Belhaven Beach & the Bridge to Nowhere
We are blessed to live with easy reach of the beach here in Edinburgh, with beach after beach stretching along the East Lothian and Fife coasts to either side of us. Although we don’t have a car, there are quite a few beaches you can get to via public transport, and we’ve set ourselves a bit of a challenge to see how many different beaches we can visit.
Last week, during our holiday in Dunbar, we visited Belhaven Beach so I’ll start with that one. Dunbar town centre itself also has a couple beaches to choose from, but if you’re going for a grand day out to spend at the beach, it’s Belhaven Beach you’ll be wanting. It’s just west of the town centre, and within walking distance of Dunbar train station.
How to Get There
If you’re starting at the train station, you can either walk the direct route along the main roads, which takes about 35 minutes, or you can go the scenic route via the Cliff Top Trail and promenade. It’s about 20 minutes from the train station to the start of the trail, and the trail itself took us about an hour. If you just want to get to the beach as quickly as possible, or have kids that can’t/ won’t walk that far, then I’d recommend the direct route. But if you don’t mind a bit of a walk, then the trail itself is a good adventure for kids and worth it for the views though please note that the beginning and end of the trail include uneven paths and steps or short climbs, and are not accessible to wheelchairs or prams. The Cliff Top Trail starts next to Dunbar Leisure Pool.

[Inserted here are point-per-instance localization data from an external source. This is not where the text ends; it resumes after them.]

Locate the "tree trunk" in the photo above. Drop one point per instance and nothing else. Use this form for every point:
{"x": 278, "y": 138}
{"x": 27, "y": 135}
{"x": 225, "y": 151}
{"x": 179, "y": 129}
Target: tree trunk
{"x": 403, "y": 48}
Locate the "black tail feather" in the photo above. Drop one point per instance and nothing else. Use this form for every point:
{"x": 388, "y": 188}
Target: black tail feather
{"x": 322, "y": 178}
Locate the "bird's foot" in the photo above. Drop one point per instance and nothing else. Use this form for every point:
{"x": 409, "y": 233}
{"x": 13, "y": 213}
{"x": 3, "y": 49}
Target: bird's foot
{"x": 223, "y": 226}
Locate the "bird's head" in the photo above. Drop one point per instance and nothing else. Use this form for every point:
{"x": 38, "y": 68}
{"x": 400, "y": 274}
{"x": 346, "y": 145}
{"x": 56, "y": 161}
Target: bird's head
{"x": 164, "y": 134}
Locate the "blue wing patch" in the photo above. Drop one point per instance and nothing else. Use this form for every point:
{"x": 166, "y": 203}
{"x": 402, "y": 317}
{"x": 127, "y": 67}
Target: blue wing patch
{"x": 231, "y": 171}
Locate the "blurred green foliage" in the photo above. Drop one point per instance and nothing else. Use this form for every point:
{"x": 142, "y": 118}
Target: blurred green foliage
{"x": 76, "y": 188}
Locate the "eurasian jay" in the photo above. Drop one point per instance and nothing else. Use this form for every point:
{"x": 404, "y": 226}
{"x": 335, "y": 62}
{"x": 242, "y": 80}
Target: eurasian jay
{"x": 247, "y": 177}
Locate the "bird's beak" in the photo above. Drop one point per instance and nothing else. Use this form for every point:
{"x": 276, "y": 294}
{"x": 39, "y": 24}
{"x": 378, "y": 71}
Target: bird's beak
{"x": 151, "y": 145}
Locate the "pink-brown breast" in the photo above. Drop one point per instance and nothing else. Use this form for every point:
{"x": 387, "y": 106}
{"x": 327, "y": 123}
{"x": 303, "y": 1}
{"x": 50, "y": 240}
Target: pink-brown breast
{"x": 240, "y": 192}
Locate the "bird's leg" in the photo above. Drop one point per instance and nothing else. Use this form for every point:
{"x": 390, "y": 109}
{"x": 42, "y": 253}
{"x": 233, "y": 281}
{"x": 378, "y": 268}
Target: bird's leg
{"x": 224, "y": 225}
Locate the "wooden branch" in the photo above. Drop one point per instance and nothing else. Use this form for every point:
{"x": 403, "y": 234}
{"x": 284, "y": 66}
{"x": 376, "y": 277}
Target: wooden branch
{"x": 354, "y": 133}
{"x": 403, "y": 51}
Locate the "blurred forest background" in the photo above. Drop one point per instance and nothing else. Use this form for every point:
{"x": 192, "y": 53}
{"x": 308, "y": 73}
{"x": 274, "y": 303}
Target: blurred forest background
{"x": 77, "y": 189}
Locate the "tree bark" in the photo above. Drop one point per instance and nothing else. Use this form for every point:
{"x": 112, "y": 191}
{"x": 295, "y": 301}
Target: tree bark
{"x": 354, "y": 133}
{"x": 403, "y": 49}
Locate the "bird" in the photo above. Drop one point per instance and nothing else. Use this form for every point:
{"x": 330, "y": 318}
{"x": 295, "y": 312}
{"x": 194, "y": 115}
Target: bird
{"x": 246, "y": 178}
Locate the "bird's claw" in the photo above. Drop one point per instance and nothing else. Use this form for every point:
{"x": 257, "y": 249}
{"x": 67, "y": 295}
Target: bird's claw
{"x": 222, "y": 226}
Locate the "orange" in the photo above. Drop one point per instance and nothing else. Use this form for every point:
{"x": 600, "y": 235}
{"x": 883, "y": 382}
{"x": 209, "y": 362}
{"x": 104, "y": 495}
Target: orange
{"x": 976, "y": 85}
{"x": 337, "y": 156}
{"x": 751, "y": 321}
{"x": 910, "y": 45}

Whether you are arriving via the Cliff Top Trail or the main road, Belhaven Beach is accessible at low tide via Belhaven Bridge. It’s also known as the ‘Bridge to Nowhere’ because during high tide it’s completely surrounded by water and looks like it leads nowhere. But at low tide it allows you to cross over the large stream that runs in to the sea at that point, giving direct access to the beach and saving you quite a bit of time and walking. The bridge gets cut off 2 hours either side of high tide, and then you’ll have to take an alternative longer route around Belhaven Bay to get on to the beach. There’s a map near the bridge that shows you where to go. We arrived at low tide (though I did go back the next morning on my own, to see the bridge under water).

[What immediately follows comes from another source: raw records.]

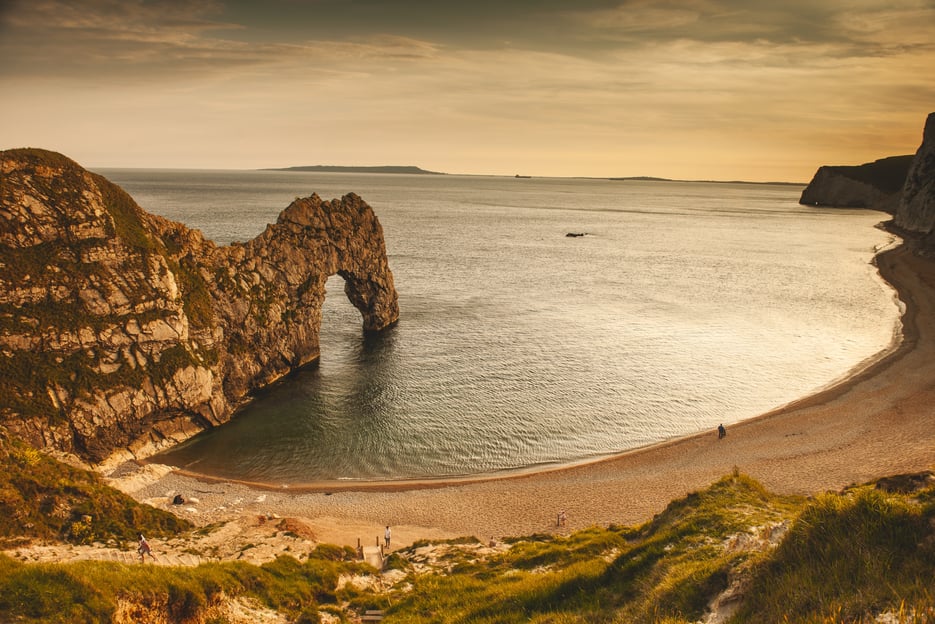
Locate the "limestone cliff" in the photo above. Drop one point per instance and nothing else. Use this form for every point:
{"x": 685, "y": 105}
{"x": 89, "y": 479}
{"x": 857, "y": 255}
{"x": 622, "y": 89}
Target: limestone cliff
{"x": 122, "y": 331}
{"x": 916, "y": 210}
{"x": 874, "y": 185}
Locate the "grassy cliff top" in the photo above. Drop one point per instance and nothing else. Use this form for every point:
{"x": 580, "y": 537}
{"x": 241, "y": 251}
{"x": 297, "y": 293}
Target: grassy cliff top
{"x": 732, "y": 549}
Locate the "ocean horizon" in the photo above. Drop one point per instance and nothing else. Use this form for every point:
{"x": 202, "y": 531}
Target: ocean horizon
{"x": 682, "y": 306}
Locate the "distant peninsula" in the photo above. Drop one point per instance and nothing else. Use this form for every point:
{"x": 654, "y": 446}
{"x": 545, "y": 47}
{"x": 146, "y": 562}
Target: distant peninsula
{"x": 339, "y": 169}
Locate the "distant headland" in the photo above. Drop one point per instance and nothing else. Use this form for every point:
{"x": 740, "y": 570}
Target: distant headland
{"x": 340, "y": 169}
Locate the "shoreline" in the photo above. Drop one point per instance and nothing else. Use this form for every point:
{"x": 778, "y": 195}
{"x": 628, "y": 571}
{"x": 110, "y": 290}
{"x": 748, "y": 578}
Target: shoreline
{"x": 873, "y": 422}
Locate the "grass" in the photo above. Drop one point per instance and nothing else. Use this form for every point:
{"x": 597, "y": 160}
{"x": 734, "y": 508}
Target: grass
{"x": 669, "y": 568}
{"x": 861, "y": 552}
{"x": 90, "y": 591}
{"x": 844, "y": 557}
{"x": 41, "y": 498}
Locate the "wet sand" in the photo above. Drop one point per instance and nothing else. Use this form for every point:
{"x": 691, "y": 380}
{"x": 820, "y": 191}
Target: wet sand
{"x": 877, "y": 422}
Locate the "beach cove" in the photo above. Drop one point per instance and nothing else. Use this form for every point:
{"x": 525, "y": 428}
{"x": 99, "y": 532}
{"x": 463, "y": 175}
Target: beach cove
{"x": 874, "y": 423}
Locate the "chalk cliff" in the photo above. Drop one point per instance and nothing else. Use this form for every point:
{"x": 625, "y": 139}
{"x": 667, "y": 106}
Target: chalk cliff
{"x": 122, "y": 332}
{"x": 916, "y": 211}
{"x": 874, "y": 185}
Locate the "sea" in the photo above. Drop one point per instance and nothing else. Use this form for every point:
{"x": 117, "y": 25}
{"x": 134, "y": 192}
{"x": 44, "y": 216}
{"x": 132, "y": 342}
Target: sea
{"x": 682, "y": 305}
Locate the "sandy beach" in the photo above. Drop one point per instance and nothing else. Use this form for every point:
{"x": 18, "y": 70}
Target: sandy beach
{"x": 876, "y": 422}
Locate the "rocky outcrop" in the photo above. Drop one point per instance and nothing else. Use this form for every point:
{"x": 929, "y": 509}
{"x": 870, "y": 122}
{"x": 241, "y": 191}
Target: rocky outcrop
{"x": 916, "y": 210}
{"x": 122, "y": 331}
{"x": 875, "y": 185}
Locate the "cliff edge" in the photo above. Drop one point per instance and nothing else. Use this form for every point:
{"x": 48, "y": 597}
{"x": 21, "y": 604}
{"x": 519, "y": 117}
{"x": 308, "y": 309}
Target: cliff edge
{"x": 875, "y": 185}
{"x": 916, "y": 211}
{"x": 122, "y": 333}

Belhaven Beach is set within the John Muir Country Park, and stretches approximately one mile in length. It’s a beautiful beach, with vast stretches of sand at low tide and lovely views out onto the Forth Estuary. The water does go very far out at low tide, so if you want to sit on the dry sand above the high tide mark you’ll have a lot of walking back and forth to the water’s edge if the kids want to paddle. But on the other hand, you’ll save a lot of extra walking being able to access the beach via the bridge at low tide, so it’s six of one and half a dozen of the other really. In terms of amenities, there is a surfing school, car park and public toilets at the east end of the beach, near the bridge. On the day we visited, there was also an ice cream truck.
We loved Belhaven Beach. It was really beautiful, clean, and surprisingly uncrowded. As we were staying in Dunbar for the week, we decided to take the scenic route to the beach and then the direct walk back at the end of the day when everyone was a little tired. But it totally can be done as a day trip as well, whether you have a car or are depending on public transport. Just be make sure to check the tide times before you go.